Now we can parse the data using a BeautifulSoup module. Let's create a function that is going to return a dictionary from the this type of article.
from bs4 import BeautifulSoup
def termsheet_to_dict(html_doc):
clean_matches = {}
soup = BeautifulSoup(html_doc, 'html.parser')
for tr in soup.find_all('tr'):
all_td =tr.find_all('td')
key = all_td[0].get_text().split(':')[0]
value = all_td[1].get_text()
if key != '\xa0':
clean_matches[key]=value
if(len(all_td)>2):
key = all_td[2].get_text().split(':')[0]
value = all_td[3].get_text()
if key != '\xa0':
clean_matches[key]=value
return clean_matches
Let's test it and see if it works:
termsheet_to_dict(html_doc)['Notes']
'Adds total books.
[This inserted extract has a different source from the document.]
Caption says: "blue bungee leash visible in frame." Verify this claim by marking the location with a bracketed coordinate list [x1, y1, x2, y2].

USD April 2030 & Mar 2036 snr unsec bmk RegS/144A. Baa3/BB+/BB+. Gloco/Active: Citi(log)/JPM(B&D), passive: BNPP/DB/Miz/SMBC. IPTs 5yr T+265 area, L10yr T+290 area. Launch 750m 5yr at T+235, 1bn 10yr at T+260. UST 4.000% due Mar-2030 @ 100-02 / 3.985% / HR 95%, UST 4.625% due Feb-2035 @ 102-02 / 4.364% / HR 93%. Combined books 7bn.\n'
Let's extract all data for all headlines:
result = []
index = pd.DataFrame(headlines, columns=['storyId']).values.tolist()
for i, storyId in enumerate(index):
story = ld.news.get_story(storyId[0])
x = termsheet_to_dict(story)
if x:
result.append(x)
df = pd.DataFrame(result)
df.head()

df['Issue Type'].value_counts()
Issue Type
bmk / snr unsec 38
bmk / snr unsec 12
bmk 11
snr unsec 9
bmk / snr unsec / sukuk 8
bmk / Tier 2 4
snr unsec / sukuk 3
Tier 1 2
hybrid / bmk 2
bmk / sukuk 2
bmk / Tier 1 1
bmk / snr sec 1
covered 1
bmk / covered 1
snr unsec 1
bmk / snr unsec / sukuk 1
bmk / sukuk / Tier 1 1
Name: count, dtype: int64What about a specific country?
df[df['Country']=='MOROCCO']['Issue Type'].value_counts()
Issue Type
bmk / snr unsec 6
bmk 4
snr unsec 2
Name: count, dtype: int64
Conclusion
You can experiment further by changing the original headline search query, for example, by including the RIC into your request.